Landesverwaltungsamt Sachsen-Anhalt | Aktuelles
von hallelife.de | Redaktion

Soeben haben die Richter am Bundesverwaltungsgericht in Leipzig die Klage eines Unternehmens gegen den Planfeststellungsbeschluss des Landesverwaltungsamtes abgewiesen. Damit kann nach 14 Jahren Rechtstreit die A 143 weitergebaut werden.

„Das ist eine sehr gute Nachricht,“ so der Präsident des Landesverwaltungsamtes, Thomas Pleye, zu der Entscheidung des Gerichtes. „die Unternehmen und viele Menschen der Region warten dringend auf die neue Autobahnverbindung, die die Autobahnen A 14 und A 38 verbinden soll und die Westumfahrung der Stadt Halle komplettieren wird. Mit dieser Entscheidung steht der Umsetzung dieses Verkehrsprojektes nun nichts mehr im Wege.“

Zuvor hatte das Gericht im Juli 2018 den Eilantrag des Unternehmens im Saalekreis, den sofortigen Vollzug des Planfestellungsbeschlusses zum Weiterbau der A 143 bis zum Hauptverfahren außer Kraft zu setzen, bereits abgelehnt. Einige Grundstücke des klagenden Unternehmens werden für den Bau des noch fehlenden Abschnitts der Autobahn benötigt.

Der heutige Beschluss des Bundesverwaltungsgerichtes gibt nun die Möglichkeit, sofort mit den bauvorbereitenden Maßnahmen zu beginnen.
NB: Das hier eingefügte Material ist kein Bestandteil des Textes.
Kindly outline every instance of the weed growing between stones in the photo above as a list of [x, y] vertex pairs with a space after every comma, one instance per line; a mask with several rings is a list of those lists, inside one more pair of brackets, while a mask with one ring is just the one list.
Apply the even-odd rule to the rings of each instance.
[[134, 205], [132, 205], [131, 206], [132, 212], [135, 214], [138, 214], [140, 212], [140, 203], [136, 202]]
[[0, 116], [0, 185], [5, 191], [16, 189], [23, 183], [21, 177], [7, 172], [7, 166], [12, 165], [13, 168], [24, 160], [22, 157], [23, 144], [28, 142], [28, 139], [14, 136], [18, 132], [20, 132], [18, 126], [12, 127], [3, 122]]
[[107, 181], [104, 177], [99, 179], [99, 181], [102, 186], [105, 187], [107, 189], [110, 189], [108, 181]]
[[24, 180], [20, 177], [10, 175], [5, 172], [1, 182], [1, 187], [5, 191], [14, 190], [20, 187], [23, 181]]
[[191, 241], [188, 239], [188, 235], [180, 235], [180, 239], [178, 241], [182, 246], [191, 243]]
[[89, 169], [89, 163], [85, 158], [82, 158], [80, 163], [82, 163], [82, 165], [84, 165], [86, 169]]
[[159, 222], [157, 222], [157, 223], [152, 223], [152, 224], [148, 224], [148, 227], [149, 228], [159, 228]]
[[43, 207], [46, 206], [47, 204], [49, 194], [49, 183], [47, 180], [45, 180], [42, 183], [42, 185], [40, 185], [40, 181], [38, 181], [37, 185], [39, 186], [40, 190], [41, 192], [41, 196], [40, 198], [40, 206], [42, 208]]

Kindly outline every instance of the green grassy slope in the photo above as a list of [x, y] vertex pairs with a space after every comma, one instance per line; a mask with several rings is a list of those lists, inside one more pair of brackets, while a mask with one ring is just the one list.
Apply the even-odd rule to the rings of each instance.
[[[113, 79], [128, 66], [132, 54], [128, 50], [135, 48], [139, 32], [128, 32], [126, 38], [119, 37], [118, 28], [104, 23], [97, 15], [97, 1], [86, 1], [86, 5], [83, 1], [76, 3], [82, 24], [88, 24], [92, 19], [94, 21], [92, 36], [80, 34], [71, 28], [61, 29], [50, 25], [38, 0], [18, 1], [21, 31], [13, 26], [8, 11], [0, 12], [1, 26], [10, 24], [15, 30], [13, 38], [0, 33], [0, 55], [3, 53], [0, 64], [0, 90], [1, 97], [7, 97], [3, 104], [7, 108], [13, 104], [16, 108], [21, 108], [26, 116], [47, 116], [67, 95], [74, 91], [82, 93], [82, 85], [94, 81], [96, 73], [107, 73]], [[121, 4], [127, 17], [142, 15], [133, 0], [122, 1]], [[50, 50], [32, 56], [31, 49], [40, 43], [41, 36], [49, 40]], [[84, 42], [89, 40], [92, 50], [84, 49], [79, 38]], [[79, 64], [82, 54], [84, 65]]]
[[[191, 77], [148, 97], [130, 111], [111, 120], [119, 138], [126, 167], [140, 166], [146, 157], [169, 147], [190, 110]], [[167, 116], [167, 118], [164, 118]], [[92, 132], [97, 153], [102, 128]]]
Damit konnten ein weiterer Zeitverlust bei der Umsetzung des Vorhabens und damit auch weitere Kostenerhöhungen verhindert werden.

„Wir können endlich einen Schlussstrich ziehen, das Gericht hat unter anderem die vollumfängliche Berücksichtigung aller ökologischen Aspekte im Verfahren gewürdigt. Für meine dafür zuständigen Mitarbeiterinnen und Mitarbeiter ist das ebenfalls ein großer Erfolg. 100 Aktenordner können nun geschlossen und archiviert werden. Wir freuen uns sehr.“, so der Präsident abschließend.